I think it's a wash. Go programs emit "fatal error: success" less than C programs, which is nice. An exception is fine if it has the information you need to debug the problem, but the names of the functions along the way aren't enough on their own. Consider: "program failed: Get "https://does-not-exist.invalid/": dial tcp: lookup does-not-exist.invalid on 8.8.8.8:53: no such host" vs. "IOException: no such host" and then a bunch of stack frames that don't tell you someone put "does-not-exist.invalid" in the config file. (Usually the operator won't type that, they'll type correct-hostnmae.internal instead of correct-hostname.internal, in a config file with 100 other non-one-letter-typo'd hostnames ;)
The way I see it, Proper error logging > Stack traces >> No stack traces. Proper error logging requires effort whatever you do. In some languages, even if you don't put in any effort, you still get stack traces (most exception-based languages), in others you get almost no context (C++, Go, Haskell etc).

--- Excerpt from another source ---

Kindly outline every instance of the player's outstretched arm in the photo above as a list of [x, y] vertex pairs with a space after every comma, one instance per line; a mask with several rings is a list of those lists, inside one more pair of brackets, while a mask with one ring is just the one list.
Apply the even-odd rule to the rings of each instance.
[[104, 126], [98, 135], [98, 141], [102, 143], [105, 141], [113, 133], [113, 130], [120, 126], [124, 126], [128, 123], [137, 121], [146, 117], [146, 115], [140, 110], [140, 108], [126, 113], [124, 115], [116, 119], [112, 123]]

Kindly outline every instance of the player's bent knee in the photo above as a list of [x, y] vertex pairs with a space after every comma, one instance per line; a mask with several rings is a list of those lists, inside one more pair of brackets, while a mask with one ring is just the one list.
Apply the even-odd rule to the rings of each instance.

If your team is spending time on good error messages, then it doesn't matter as much what language-level error support there is. If this time isn't being spent, I think you'll have a much nicer debugging experience in a system which at least collects stack traces.
Even for your example, let's say the stack trace is:
NoSuchHostException in stdlib.LookupHost() line 341
called from stdlib.HttpGet() line 6131
called from applicationLogic.DoSomething() line 123
called from main.main() line 3
In Go, with similar effort spent on error reporting along the way (if err != nil { return nil, err } vs automatic exception propagation) you'd find
Failed to do something: "no such host"
I think there's a much better chance to figure out what happened in the first case.